The proportion of children in local authority care in Leeds is decreasing, a report has claimed.

Director of children’s services Steve Walker told the meeting that, In 2011, Leeds had the second highest rate of looked after children in the country – the only one higher was Kent, whose own figures were swelled by high numbers of asylum-seekers.

He added: “We are never going to be able to keep every child in the city a safe as we would want to, but when we look at the indicators, you will see we have gradually reduced the number of children that need to be looked after.

“We give children a proper voice in the process, not just having them as passive recipients of the service. We want them to shape the way we provide services.
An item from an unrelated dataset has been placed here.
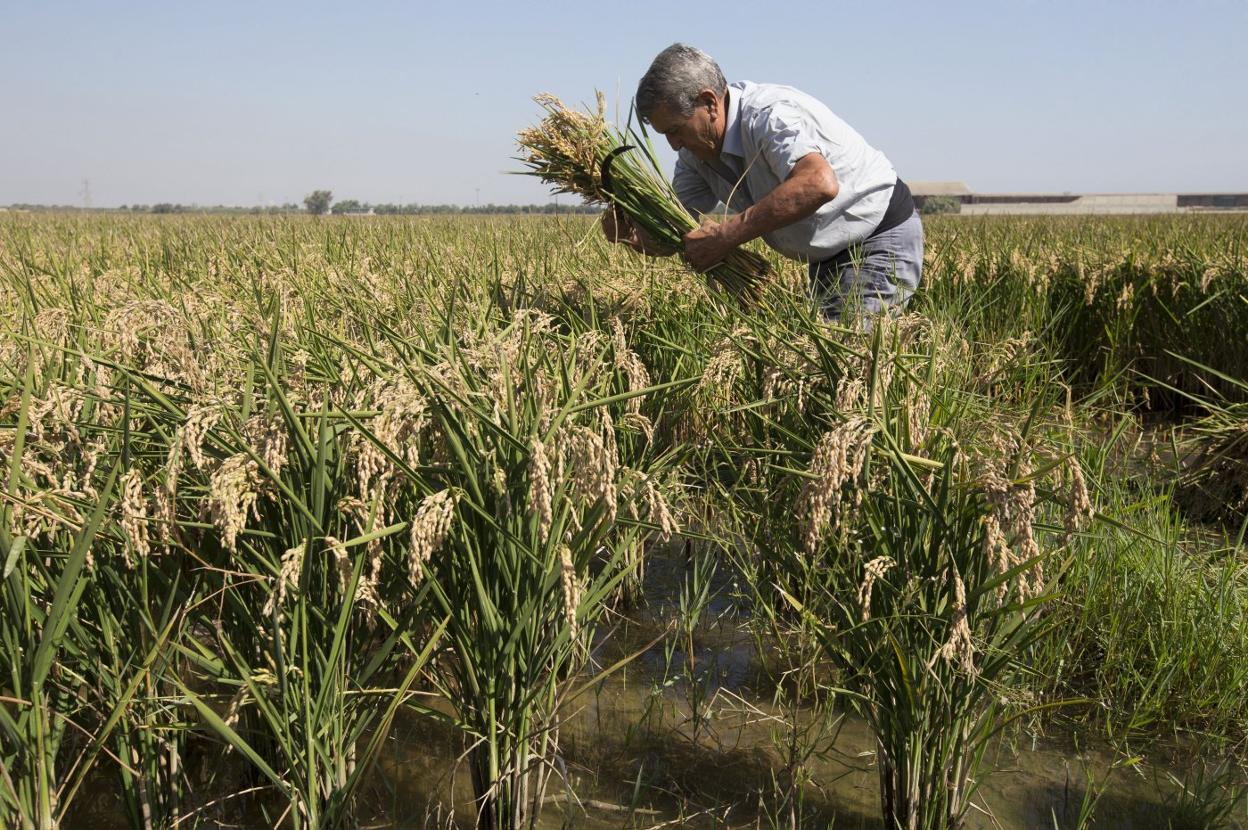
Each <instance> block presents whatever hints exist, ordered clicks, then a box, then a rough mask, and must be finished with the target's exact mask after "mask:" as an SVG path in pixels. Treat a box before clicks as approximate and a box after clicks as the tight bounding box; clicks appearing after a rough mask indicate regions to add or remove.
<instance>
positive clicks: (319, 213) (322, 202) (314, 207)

It gives us a clear understanding about what the child wants and how they are interpreting the issues in their families.”

Comments were also made on improving health outcomes for children in the city.
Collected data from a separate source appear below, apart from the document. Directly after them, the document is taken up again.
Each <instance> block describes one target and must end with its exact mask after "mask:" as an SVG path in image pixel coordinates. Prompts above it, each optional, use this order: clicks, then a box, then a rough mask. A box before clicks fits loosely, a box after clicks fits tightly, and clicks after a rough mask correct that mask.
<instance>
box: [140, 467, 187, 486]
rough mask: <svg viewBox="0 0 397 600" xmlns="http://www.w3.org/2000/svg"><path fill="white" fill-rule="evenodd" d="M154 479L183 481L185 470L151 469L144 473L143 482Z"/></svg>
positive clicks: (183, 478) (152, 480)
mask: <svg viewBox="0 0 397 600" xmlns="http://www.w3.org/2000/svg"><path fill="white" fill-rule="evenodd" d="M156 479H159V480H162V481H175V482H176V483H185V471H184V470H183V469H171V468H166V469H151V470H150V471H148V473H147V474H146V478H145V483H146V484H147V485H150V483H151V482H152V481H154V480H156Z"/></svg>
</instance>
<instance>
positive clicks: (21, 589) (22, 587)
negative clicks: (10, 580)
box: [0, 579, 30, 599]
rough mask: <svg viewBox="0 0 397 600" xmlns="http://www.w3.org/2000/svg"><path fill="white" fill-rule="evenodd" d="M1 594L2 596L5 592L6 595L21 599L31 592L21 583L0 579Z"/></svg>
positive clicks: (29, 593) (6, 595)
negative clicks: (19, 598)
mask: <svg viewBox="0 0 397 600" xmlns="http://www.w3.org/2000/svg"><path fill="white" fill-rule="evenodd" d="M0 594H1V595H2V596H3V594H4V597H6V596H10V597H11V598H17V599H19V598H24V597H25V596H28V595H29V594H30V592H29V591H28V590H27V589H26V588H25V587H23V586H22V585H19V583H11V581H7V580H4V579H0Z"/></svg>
Data showed that obesity rates among children in reception remained steadily below the national average over the past five years, with an average of 8.93 percent between 2011 and 2017, as opposed to the national average during that time of 9.38. It added more than half of secondary school pupils in the city report never having tried alcohol – up from just 30 per cent in 2012.

Director of public health Dr Ian Cameron added that getting children and families to quit smoking can help lift people out of poverty.

He said: “We are at the lowest smoking prevalence we have ever had.

“Every one per cent reduction in adults smoking in Leeds will mean those ex-smokers will have an extra £25m in their pockets every year. That is available for them to spend in different ways, so it is also a contribution to combat poverty.

“Public health across the country has been subject to cuts. By the end of this year, we will be around £7.5m down from where we would have expected.”